サイとサチが矢や剣鉈を回収する中、シストラムは探し果てていたユーロスに問いかける。
「探して居なかったから置いていったんだけども……どこ行ってたんだにゃ?」
「ゲホッ……。んー……まあ、ちょっとね……」
「……喉でも痛いかにゃ?」
首元に手を当てて咳き込むユーロスは、嫌な話題が来た……と言った感じではぐらかそうと話を変える。
「まあまあまあ……そんな事より、どうしたの? すっごい危なかったじゃん?」
「えー……まあ、私のミスです……。すいません……」
「だーから、練習しとけって言ったんだにゃ」
「うぐ……」
——サチさんにやらないって言った反面少し気まずい……。
どんな言い分をした所で、自分が責められるのは分かっていた。
だって、俺が悪いんだもん。謝るしかない。
「いや、元はと言えば私が二手目を外したのが原因だから……。私の方が悪いよ、ごめんね? 味方に当てない様に……って考えたらちょっと怖気付いちゃって……」
——理論値レベルの立ち回り。女神か……? お付き合いを前提に結婚してください。
「ふーん……。ま、実際助かったし良いんじゃ無い? それに、こっからは私と言う超ッ……強力な助っ人がいるんだからねっ!」
「すんませんした……」
刀を納め、土下座して謝るサイ。
誠意を込めた謝罪の後に上を向くと、ユーロスが自信満々で尻尾に噛み付いており、残りの二人はそれを見て困惑している。
——あれ、これに似た構図どっかで見たか?
ついさっき、ボディプレスで泣き付かれた事を思い出し、変な気持ちになりながらも立ち上がる。
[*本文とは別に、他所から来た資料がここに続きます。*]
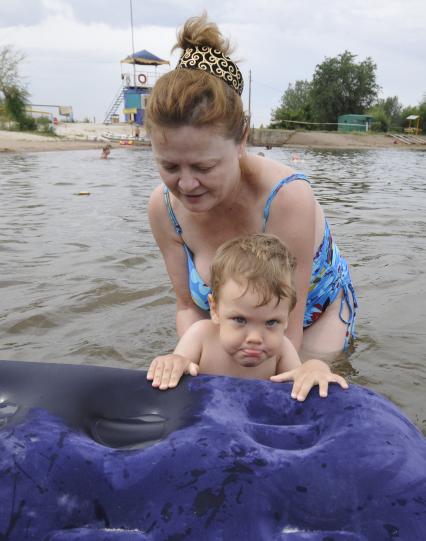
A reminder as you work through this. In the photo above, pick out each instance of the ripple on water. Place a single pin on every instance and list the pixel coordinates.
(82, 279)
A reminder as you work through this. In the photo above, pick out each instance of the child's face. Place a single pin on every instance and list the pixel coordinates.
(251, 334)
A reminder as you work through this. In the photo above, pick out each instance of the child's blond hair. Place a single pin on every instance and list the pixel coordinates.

……とは言え、彼女にどんな対応をすれば良いのか分からんので話を変えよう。
「えー、俺が仕切るのもなんだが。取り敢えず目標は達成したし、飯でも食おうぜ。レッツバーベキューッ!」
「……ま、そうだにゃ。仕事帰りの一杯でも洒落込むかにゃ」
「あ、やっぱバーベキューに良い思い出無いんで、チェンジ良いですか?」
「何があったのさ……」
「強いて言えば、何も無かった……」
良くある苦い思い出だ。いや、味もしないかな……。
結局、金銭的にも小規模な宴会で済ませた後、解散して就寝時間になった。
まだ静かに飲んで談笑しているおっちゃんの声が聞こえるくらいには辺りが静かだ。
そんな彼らの明かりが薄く照らす中でサイは一人、刀を振っていた。
——別に努力が好きな訳じゃ無い。
ただ、努力をしない訳でも無い。……なんとなく、努力をしている自分は見せたく無い。
これまで自分でも理解しきれない気持ちに嘘は吐けず、それは今日も同じ事だった。
「しんどいな……これ……」
努力は他人に称賛される為にするのでは無い。それは自己満足の延長線上にある『おまけ』で済ませるべきだと思うのだ。
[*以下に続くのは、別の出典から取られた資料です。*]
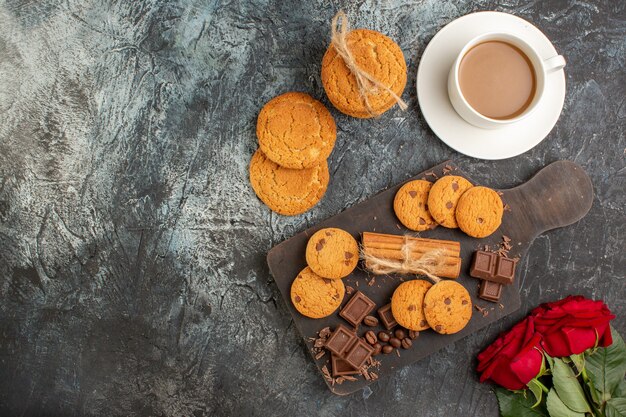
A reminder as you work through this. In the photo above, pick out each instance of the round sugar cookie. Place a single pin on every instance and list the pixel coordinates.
(314, 296)
(332, 253)
(411, 206)
(377, 55)
(443, 198)
(447, 307)
(406, 304)
(287, 191)
(296, 131)
(479, 212)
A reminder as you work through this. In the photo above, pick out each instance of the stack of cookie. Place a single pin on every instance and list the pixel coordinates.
(453, 202)
(296, 134)
(331, 254)
(378, 56)
(446, 307)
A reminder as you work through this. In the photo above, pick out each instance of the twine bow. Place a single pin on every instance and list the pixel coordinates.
(368, 85)
(424, 265)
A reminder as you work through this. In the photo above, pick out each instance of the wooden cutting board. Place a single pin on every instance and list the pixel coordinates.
(558, 195)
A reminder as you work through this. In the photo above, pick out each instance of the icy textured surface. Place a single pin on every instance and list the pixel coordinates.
(132, 248)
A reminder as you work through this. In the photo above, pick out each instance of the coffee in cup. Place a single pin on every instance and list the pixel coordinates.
(498, 79)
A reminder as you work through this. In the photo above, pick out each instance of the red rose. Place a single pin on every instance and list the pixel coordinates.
(514, 358)
(573, 325)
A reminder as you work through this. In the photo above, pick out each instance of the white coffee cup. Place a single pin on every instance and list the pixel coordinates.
(542, 68)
汗が夜風で冷え続け、体は暑いんだか寒いんだか分からなくなって来ている。
取り敢えず、喉は夜の空気を取り込んで冷えきって痛い事は確かだ。
刀を攻撃に……剣鉈を防御に、イメトレぐらいしかできる事は無いけど……得るものはあるだろう。
ゆらりと薙ぐ様に……心を鎮めて振るう中で……。
少女の声が、聞こえた気がした。